I looked at her, surprised. Clearly it was her decision to take Jade in but I wasn’t sure it was the right one professionally. Meryl was, after all, a teacher at Jade’s school and I wasn’t sure it was a good idea to blur the boundaries between teacher and pupil for either of their sakes.
‘I know I’m becoming too involved,’ Meryl suddenly said, as though reading my thoughts. ‘But you see, I can identify with Jade. I didn’t have the best start in life and when I was Jade’s age I went completely off the rails. It was a teacher at my school who helped me get my life back on track. I’ll always be grateful to her for going that extra mile for me and I’d like to do the same for Jade.’ Which explained a lot.

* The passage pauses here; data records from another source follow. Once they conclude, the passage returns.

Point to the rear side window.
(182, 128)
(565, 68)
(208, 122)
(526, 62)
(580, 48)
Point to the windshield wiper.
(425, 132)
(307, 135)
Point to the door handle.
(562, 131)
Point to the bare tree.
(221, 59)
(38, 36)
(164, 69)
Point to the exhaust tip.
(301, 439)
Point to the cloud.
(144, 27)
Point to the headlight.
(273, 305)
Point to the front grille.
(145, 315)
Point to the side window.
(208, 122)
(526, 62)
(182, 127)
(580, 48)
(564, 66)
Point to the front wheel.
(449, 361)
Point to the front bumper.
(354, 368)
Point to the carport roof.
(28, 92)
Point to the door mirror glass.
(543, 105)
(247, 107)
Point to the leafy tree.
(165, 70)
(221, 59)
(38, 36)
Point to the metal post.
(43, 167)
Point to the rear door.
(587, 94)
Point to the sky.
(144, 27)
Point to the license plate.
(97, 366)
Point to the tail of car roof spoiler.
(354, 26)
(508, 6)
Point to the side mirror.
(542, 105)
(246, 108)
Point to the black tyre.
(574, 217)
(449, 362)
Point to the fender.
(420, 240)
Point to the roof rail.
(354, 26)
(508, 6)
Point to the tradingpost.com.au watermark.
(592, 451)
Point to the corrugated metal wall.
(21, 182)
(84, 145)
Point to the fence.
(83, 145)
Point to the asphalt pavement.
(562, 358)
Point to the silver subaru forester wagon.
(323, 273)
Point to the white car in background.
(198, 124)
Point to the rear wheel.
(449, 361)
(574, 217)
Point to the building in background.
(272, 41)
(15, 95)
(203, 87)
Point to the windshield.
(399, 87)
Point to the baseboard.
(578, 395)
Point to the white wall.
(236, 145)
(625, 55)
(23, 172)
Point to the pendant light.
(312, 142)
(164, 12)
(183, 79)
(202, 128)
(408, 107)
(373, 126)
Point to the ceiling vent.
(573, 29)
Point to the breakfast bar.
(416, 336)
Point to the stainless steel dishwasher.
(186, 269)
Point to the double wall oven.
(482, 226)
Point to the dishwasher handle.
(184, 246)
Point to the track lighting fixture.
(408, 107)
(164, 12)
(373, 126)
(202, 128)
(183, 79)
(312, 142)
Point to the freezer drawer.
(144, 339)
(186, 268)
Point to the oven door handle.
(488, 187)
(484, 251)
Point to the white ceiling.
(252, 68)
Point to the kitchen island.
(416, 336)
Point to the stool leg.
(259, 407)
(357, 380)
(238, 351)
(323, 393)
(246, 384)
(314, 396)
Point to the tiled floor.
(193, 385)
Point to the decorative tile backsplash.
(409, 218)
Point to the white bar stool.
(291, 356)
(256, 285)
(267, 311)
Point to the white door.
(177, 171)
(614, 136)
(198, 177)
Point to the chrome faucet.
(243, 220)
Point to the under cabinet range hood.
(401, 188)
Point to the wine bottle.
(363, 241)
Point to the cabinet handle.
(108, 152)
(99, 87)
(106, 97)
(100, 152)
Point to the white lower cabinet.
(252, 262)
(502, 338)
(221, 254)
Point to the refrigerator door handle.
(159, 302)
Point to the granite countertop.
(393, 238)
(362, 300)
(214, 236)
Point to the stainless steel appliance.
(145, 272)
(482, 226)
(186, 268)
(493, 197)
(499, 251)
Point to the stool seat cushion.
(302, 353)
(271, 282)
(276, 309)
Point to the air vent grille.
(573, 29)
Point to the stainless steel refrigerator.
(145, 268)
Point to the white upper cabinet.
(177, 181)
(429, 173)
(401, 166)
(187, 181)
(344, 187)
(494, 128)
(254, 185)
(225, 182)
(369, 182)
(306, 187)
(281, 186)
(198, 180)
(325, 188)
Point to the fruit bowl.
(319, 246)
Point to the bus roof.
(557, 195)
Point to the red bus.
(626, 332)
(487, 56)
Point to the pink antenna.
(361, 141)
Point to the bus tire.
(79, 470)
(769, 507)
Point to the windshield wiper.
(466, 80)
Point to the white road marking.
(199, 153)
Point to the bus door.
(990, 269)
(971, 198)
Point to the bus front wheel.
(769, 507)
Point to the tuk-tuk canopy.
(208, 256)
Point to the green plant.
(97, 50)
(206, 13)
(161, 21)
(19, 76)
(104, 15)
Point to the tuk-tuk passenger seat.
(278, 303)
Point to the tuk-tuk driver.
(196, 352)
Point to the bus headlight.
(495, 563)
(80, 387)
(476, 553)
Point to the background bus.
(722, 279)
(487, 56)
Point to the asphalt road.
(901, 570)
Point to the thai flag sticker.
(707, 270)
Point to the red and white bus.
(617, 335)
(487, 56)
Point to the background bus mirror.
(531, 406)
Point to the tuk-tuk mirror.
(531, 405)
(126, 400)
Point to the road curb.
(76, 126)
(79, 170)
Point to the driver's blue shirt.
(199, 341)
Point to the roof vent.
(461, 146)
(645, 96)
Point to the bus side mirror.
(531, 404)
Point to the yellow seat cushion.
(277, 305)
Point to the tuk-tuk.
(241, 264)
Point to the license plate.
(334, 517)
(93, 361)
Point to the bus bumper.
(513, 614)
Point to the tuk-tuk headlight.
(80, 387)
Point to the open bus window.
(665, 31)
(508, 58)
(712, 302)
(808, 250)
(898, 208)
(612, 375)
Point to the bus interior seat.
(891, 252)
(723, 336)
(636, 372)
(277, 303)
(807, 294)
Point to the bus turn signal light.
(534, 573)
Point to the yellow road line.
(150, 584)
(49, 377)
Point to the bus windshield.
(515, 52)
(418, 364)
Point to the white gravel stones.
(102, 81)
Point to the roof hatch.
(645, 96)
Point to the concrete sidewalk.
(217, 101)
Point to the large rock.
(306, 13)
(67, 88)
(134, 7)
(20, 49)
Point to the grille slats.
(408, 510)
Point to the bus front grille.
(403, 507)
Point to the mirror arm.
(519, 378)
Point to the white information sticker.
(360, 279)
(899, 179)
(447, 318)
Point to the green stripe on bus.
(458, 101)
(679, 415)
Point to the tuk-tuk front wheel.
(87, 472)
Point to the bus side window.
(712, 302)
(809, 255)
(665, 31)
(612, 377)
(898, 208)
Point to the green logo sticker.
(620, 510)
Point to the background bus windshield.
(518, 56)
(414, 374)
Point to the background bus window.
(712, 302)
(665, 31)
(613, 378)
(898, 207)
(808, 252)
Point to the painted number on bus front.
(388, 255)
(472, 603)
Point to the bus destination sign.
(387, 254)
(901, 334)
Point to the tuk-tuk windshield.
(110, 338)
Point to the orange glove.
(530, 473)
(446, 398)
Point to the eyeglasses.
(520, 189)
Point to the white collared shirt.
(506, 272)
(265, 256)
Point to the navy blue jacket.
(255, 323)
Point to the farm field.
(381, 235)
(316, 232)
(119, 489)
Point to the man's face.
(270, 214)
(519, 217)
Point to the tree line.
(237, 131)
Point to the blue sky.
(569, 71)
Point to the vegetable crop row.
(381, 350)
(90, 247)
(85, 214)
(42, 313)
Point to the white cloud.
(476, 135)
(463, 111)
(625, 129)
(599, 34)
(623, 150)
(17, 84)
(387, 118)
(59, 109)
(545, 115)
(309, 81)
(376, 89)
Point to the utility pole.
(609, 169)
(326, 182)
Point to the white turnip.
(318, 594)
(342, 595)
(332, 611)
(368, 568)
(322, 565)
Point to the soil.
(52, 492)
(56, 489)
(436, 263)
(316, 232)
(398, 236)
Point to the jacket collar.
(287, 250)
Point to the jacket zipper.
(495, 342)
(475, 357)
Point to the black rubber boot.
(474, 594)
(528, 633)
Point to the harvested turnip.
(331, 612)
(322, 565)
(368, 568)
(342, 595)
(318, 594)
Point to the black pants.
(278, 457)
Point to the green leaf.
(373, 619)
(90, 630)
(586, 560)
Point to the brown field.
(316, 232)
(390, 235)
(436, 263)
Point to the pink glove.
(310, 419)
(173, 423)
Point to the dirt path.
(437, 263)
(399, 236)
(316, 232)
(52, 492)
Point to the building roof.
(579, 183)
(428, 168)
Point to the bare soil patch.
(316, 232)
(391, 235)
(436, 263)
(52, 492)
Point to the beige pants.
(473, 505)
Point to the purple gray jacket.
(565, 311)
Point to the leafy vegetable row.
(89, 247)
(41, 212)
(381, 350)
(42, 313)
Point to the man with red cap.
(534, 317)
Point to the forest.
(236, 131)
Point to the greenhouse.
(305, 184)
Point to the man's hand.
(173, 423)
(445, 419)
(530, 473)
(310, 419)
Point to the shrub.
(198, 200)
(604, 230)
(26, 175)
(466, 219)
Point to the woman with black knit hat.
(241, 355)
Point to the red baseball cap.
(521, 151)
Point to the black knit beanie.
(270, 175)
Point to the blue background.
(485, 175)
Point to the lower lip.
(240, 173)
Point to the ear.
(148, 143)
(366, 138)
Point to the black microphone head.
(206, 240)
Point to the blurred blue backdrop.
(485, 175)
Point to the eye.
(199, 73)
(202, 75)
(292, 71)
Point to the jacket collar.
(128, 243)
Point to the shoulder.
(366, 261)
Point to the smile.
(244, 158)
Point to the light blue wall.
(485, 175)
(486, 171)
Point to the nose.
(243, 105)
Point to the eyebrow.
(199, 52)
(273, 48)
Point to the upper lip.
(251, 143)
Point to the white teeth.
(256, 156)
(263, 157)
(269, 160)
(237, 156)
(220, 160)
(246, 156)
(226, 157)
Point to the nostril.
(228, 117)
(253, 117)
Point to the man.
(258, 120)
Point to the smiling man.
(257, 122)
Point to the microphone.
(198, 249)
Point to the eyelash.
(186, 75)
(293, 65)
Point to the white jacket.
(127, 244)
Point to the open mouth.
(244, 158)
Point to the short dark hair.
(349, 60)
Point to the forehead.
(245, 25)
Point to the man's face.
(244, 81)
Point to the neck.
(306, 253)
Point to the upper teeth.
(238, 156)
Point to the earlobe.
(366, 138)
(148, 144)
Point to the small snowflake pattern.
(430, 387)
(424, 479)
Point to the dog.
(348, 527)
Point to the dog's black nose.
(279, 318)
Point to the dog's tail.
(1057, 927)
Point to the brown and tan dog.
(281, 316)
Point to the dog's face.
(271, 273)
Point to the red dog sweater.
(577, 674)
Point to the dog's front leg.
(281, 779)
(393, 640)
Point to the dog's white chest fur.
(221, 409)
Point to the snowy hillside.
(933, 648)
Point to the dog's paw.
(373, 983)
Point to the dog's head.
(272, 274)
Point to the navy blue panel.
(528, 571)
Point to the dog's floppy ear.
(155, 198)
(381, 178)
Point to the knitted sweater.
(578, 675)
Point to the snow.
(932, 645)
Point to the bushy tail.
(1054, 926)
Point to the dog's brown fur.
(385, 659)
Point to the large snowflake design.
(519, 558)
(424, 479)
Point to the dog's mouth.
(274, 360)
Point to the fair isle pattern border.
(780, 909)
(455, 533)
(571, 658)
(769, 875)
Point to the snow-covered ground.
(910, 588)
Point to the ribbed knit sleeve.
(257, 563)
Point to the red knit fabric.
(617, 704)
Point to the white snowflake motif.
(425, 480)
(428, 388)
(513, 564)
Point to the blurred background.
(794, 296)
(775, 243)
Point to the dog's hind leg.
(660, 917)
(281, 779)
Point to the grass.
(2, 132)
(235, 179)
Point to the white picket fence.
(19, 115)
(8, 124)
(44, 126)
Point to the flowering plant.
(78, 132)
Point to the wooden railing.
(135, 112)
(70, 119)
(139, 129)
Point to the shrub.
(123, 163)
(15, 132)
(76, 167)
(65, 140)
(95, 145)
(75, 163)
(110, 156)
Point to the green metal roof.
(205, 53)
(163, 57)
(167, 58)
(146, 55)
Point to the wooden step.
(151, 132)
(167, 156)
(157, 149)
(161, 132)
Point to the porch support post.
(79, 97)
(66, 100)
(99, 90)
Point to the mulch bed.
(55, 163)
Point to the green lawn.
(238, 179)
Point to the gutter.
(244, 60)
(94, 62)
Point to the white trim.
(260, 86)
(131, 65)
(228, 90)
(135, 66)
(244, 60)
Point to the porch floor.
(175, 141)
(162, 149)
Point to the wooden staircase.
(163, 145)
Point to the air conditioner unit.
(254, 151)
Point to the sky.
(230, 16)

‘Will she keep the baby?’ I asked, mindful of the huge responsibility she’d be undertaking if she did.
‘She wants to. And I’m trying to help her keep her studies going, although she won’t be attending school for much longer.’
‘Hopefully her parents will give her some support when they get over the shock,’ I offered.
‘Maybe, but I’m not counting on it. Jade’s mother has problems of her own, and her other kids to look after. And as far as I’m aware Jade’s father isn’t around much. Anyway, I’ve taken up enough of your time,’ Meryl said, now standing and putting on her coat. ‘Thanks, and sorry to interrupt your dinner.’
‘That’s all right. I’m just sorry I couldn’t help you.’
I went with Meryl down the hall, wishing I could have done more, but as I’d explained to Meryl I couldn’t just take in any child, apart from which there were reasons I didn’t foster teenagers: they were very hard work. They often went missing and required a great deal of emotional support. I felt I had enough responsibility looking after Adrian, Paula and a foster child, as well as coming to terms with being newly divorced, and I didn’t feel I could offer support to a teenager at present.